Dans ce dyptique paru à l'origine en 2006 au Japon, Inio Asano réalise une fresque complexe de la société japonaise actuelle. A travers ces différentes histoire courtes, l'auteur nous présente une galerie de personnages tout à fait différents les uns des autres mais unis par une même aspiration : la soif de liberté. Un monde formidable sonne un peu comme une tentative de Solanin avant l'heure dans la carrière de l'auteur. Il serait exagéré de dire que c'en est un brouillon mais cette série s'inscrit néanmoins dans la même veine de par les thèmes qu'elle aborde. Nous retrouvons déjà les questionnements inhérents à cette étape du passage à l'âge adulte qui ont marqué l'oeuvre de l'auteur (avec une majuscule svp) ainsi que cette aspiration à la liberté qui lui est si chère. Se présentent ainsi à nous cette galerie de personnalités finalement très proches les uns des autres à travers l'image du freeter (personne vivant de petits boulots), le rônin (jeune personne ayant raté ses concours et forcé de les bosser en indépendant) ou l'orphelin.
En lisant ces différentes histoires, nous découvrons un Asano qui semble encore dans une phase d'expérimentation de son style. L'auteur maîtrise déjà son sujet et nous offre des histoires de qualité, pas de soucis de ce côté-là! Néanmoins, comme l'oblige le format, le récit est parfois décousu et il peut être difficile de développer un réel lien avec certains personnages en seulement quelques pages. Pour autant l'ouvrage n'est pas tellement un recueil de nouvelles dans la mesure où nous retrouvons certains personnages récurrents et un cadre similaire entre les histoires. A vrai dire la réelle qualité de ces petites nouvelles tient à leur écriture. Très souvent, le mangaka se plait à baser son histoire sur une métaphore principale. Sans rien dire, il laisse donc le lecteur cogiter dans son coin et trouver lui-même le sens profond de ces courts récits qui n'est pas toujours accessible au premier coup d'oeil. Le choix d'écriture est donc agréable mais use parfois de métaphores trop simples voire trop grossières pour réellement intriguer le lecteur quant à leur sens réel quitte à donner une impression de récit faussement profond.
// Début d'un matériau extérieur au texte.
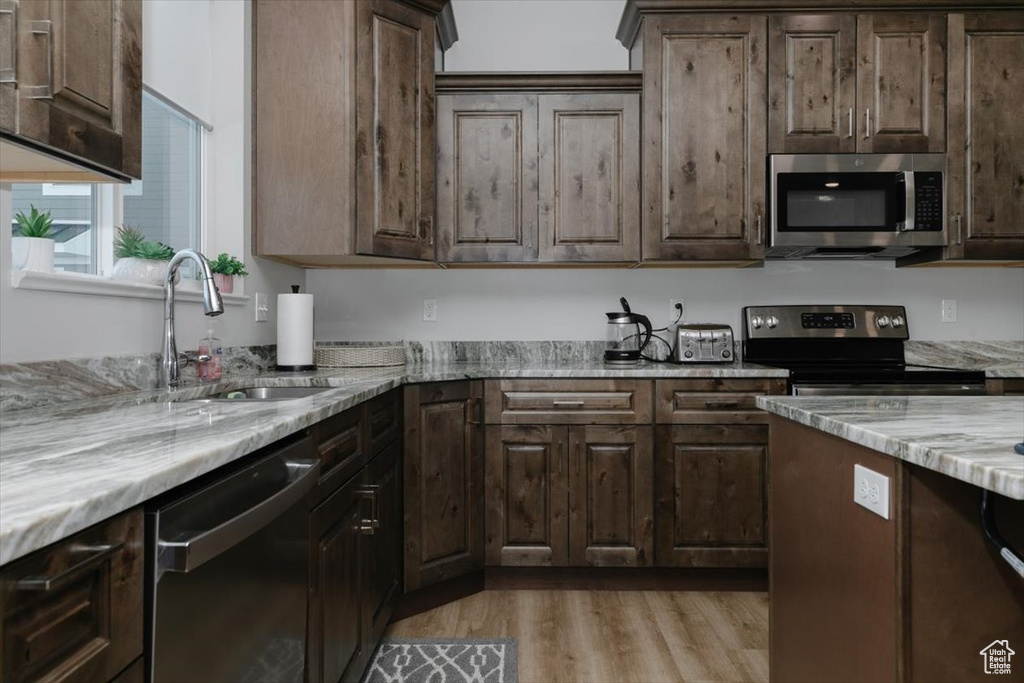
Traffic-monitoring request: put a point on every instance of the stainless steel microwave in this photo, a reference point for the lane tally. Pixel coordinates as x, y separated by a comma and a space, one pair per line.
855, 206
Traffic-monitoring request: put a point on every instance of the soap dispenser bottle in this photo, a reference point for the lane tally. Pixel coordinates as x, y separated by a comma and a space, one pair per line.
210, 371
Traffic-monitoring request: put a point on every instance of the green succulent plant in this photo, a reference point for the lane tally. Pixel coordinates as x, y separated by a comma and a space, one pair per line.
228, 265
131, 243
36, 224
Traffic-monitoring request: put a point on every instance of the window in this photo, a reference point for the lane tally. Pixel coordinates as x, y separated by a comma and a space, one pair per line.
166, 205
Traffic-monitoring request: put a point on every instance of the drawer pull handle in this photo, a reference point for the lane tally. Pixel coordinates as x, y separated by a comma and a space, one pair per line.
722, 404
95, 555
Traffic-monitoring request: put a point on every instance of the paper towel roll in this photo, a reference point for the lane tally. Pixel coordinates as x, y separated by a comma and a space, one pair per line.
295, 331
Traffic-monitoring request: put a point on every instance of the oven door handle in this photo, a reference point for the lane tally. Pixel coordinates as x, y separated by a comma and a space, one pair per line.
909, 205
184, 555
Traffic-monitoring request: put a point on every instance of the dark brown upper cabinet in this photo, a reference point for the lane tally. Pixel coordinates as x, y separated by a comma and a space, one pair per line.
71, 90
343, 131
873, 83
705, 115
986, 137
538, 168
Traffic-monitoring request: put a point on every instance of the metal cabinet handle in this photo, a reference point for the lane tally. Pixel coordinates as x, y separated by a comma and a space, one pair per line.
42, 28
370, 526
187, 554
94, 555
9, 75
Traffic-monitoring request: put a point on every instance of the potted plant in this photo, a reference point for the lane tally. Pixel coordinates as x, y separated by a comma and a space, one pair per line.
225, 268
139, 259
31, 247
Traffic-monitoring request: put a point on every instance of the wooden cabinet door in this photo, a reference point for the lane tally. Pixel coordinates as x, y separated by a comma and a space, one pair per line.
339, 599
712, 495
611, 521
443, 481
384, 562
811, 83
590, 177
394, 138
79, 74
526, 496
901, 83
986, 135
486, 177
705, 116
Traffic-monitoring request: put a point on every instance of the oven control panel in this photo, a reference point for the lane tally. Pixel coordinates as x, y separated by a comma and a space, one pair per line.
819, 322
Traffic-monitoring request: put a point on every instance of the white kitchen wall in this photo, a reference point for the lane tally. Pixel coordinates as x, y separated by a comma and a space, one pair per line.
211, 79
521, 304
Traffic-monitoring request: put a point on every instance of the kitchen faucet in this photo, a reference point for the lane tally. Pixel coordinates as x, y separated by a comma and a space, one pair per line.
212, 305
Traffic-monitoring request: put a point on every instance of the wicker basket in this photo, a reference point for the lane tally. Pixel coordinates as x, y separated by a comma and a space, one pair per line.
359, 356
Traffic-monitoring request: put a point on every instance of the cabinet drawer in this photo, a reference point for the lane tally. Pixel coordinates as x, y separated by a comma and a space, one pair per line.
340, 447
568, 401
74, 611
383, 421
701, 400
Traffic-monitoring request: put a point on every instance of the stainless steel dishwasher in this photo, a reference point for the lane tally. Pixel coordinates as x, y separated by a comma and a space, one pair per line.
226, 573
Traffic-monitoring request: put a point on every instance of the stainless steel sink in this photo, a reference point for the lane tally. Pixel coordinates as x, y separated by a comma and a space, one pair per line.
263, 393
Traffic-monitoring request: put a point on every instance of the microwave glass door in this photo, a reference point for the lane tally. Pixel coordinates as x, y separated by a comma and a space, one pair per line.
841, 202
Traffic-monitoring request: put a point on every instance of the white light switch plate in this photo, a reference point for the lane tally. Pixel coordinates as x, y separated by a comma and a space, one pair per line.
870, 489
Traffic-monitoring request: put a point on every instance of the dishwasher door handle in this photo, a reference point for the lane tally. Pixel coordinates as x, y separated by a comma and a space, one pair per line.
184, 555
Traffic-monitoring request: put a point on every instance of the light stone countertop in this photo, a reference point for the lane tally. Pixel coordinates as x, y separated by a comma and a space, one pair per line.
970, 438
68, 466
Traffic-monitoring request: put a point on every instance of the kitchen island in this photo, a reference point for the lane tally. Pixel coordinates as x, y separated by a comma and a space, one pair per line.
915, 594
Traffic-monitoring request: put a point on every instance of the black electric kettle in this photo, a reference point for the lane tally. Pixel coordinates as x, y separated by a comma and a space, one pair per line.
625, 340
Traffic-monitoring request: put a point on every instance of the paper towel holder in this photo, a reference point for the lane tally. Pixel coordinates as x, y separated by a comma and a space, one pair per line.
295, 369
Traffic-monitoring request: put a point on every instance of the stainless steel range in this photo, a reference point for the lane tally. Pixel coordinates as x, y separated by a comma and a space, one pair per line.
833, 350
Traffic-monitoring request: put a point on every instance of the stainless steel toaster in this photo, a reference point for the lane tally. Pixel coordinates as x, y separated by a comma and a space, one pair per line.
705, 342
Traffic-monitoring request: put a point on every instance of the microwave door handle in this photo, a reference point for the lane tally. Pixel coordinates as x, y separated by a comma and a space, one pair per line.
909, 205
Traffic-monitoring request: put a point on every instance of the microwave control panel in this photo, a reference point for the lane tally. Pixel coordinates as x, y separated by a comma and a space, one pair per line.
928, 201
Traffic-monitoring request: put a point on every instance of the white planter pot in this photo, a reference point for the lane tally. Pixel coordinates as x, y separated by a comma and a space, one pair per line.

Comme toujours chez Asano, ou du moins déjà, le découpage est bien travaillé et les mot possèdent leur importance, mis en valeur à l'occasion de cases noires. Graphiquement le style est propre et simple, expressif à souhait et la narration impeccable. L'ambiance du manga est toujours très clair, très légère, et adaptée à ce type de récit, pour autant nous ne retrouvons pas encore une réelle atmosphère prenante comme c'est le cas à partir de Bonne nuit Punpun.
Un monde formidable se présente comme un bon dyptique aux allures de One-shot, on n'atteint pas encore les sommets de Bonne nuit Punpun ou DDDD mais le manga reste une lecture agréable. Malgré ses quelques défauts il reste tout de même plaisant de retrouver (déjà) la narration propre à l'auteur pour appuyer une réflexion sur la vie dont est empreinte toute sa bibliographie. La forme reste encore à développer mais le fond y est, ce qui n'empêche Inio Asano de nous fournir une bonne dose de plaisir.